Contemporary critics frequently lauded Van Dongen’s “Baudelairean gaze,” complementing his ability to capture the subtlest details of a scene; as the Dutch writer Carl Scharten observed: “What he sees, just so, instantly, as soon as it strikes him, that’s how it appears on canvas and paper; he can’t do it any other way” (quoted in A. Hopmans, All eyes on Kees van Dongen, exh. cat., Museum Boijmans Van Beuningen, Rotterdam, 2010, p. 21). In Trinidad Fernandez, the artist includes a myriad of small, unexpected details in his sitter’s costume, rendering each individual element that has caught his eye. Shifting from long, sweeping strokes of pigment to short, stippled daubs of color, Van Dongen achieves a highly nuanced sense of texture across the composition, from the smooth, velvety finish of the model’s skin, to the soft folds of the diaphanous lace mantilla, and the seemingly hard, gloss surface of her ornate, red earrings. At the same time, the deliberately loose manner in which Van Dongen has rendered the patterns of the lace, the ruffles on her blouse, and the large flower decoration of her dress draws attention to the very act of the painting’s creation, making every gesture of the brush, each successive layering of pigment, visible on the surface of the canvas.

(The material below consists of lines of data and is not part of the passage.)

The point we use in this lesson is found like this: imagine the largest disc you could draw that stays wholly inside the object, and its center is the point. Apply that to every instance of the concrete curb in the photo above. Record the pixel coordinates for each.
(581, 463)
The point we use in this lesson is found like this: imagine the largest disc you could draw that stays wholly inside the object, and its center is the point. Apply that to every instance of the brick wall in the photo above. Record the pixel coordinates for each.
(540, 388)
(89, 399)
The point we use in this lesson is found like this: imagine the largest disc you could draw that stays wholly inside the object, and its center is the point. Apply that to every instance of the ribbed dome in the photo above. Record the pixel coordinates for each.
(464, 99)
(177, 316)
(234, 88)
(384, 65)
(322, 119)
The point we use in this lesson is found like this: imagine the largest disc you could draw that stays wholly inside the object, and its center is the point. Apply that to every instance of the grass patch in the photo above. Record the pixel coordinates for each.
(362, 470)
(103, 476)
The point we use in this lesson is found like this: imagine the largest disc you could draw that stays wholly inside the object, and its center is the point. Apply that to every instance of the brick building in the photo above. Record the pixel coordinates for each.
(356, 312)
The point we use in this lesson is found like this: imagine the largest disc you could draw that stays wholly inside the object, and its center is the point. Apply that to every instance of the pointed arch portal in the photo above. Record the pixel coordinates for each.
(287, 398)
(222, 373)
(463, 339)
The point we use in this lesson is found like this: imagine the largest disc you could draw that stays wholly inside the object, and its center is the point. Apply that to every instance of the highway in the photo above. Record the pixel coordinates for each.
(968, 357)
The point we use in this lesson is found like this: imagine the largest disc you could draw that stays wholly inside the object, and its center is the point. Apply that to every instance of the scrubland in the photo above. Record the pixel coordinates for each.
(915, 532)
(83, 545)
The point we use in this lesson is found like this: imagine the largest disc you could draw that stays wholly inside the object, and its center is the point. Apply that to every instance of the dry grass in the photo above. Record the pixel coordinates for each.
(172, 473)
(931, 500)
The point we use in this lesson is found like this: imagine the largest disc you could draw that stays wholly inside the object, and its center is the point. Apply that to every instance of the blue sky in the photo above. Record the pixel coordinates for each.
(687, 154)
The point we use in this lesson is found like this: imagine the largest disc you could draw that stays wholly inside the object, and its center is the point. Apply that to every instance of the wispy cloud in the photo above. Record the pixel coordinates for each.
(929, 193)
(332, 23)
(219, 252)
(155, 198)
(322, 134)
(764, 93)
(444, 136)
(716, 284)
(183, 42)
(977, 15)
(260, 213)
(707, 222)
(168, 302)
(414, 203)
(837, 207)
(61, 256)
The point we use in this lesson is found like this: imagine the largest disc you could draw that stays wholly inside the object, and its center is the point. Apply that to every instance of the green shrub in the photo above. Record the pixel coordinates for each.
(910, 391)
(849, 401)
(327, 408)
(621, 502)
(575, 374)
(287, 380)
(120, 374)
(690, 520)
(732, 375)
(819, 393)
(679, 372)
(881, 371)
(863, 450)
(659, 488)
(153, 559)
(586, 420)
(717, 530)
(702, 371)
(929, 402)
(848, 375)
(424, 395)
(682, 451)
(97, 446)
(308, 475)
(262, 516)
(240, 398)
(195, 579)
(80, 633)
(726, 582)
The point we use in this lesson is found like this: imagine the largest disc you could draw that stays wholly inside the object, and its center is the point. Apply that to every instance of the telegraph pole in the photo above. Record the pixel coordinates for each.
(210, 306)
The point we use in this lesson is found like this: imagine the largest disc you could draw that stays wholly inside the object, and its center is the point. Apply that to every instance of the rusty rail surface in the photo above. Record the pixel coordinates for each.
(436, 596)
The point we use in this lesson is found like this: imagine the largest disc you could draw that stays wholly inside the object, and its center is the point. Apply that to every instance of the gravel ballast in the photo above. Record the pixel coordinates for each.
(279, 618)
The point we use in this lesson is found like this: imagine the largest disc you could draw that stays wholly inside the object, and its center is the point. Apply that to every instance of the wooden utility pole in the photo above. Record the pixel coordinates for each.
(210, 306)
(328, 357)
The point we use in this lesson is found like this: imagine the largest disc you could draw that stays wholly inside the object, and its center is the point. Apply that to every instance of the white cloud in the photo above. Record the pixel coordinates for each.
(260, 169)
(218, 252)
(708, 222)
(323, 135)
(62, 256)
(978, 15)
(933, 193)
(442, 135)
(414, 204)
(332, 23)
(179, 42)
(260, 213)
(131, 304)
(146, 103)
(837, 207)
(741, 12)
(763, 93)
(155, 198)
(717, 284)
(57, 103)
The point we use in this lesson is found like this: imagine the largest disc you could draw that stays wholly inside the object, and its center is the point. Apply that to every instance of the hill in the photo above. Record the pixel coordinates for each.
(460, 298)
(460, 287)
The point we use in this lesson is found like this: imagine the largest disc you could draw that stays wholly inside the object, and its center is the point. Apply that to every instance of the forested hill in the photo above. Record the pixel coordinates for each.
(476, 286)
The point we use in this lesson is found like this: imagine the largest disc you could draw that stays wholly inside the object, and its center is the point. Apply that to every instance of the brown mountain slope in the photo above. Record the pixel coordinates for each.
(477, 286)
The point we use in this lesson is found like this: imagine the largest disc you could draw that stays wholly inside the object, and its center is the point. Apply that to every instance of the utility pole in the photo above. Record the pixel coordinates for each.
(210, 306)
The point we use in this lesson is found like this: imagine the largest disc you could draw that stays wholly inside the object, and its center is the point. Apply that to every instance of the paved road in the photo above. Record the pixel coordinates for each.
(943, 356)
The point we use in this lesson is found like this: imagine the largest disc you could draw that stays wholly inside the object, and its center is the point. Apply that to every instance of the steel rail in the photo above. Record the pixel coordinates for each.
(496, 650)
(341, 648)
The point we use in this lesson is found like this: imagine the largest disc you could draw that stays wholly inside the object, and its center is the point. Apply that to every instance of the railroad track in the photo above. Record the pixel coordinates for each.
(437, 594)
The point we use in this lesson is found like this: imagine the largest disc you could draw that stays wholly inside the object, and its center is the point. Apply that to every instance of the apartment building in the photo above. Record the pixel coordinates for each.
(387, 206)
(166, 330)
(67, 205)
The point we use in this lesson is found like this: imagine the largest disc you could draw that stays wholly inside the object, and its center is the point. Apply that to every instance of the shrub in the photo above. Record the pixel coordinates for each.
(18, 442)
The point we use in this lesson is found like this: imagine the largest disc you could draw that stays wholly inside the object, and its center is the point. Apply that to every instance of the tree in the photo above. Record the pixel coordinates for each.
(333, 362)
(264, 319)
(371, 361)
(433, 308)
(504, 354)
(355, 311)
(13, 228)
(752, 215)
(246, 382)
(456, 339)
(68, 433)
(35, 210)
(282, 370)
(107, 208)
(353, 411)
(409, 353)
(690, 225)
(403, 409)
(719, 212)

By placing his sitter in such a traditional costume, Van Dongen was tapping into a potent and evocative theme with a distinguished pedigree in French painting—espagnolisme. For over a century, artists of the School of Paris had been strongly attracted to the flesh-and-blood realism, the deeply sonorous color tonalities, and the sharp contrasts of light and shade that were the hallmarks of Spanish painting during its Siglo de Oro. In particular the much-admired art of Diego Velázquez and Francisco de Goya had stood as beacons for members of the Parisian avant-garde throughout the late nineteenth- and early twentieth- centuries, from Gustave Courbet and Edouard Manet, to Pierre-Auguste Renoir and Pablo Picasso. Van Dongen’s fellow Fauve Henri Matisse, who also visited Seville during the winter of 1910, was equally fascinated by the elaborate clothing and textiles adopted by the women he had encountered on his travels through Spain. In his 1909 composition L'Espagnole au tambourin (State Pushkin Museum of Fine Arts, Moscow), Matisse adopts a similar strategy to Van Dongen by placing his female model against a loosely painted blue background, allowing the striking, rich colors and intricate details of her costume to stand out and become the central focus of the composition.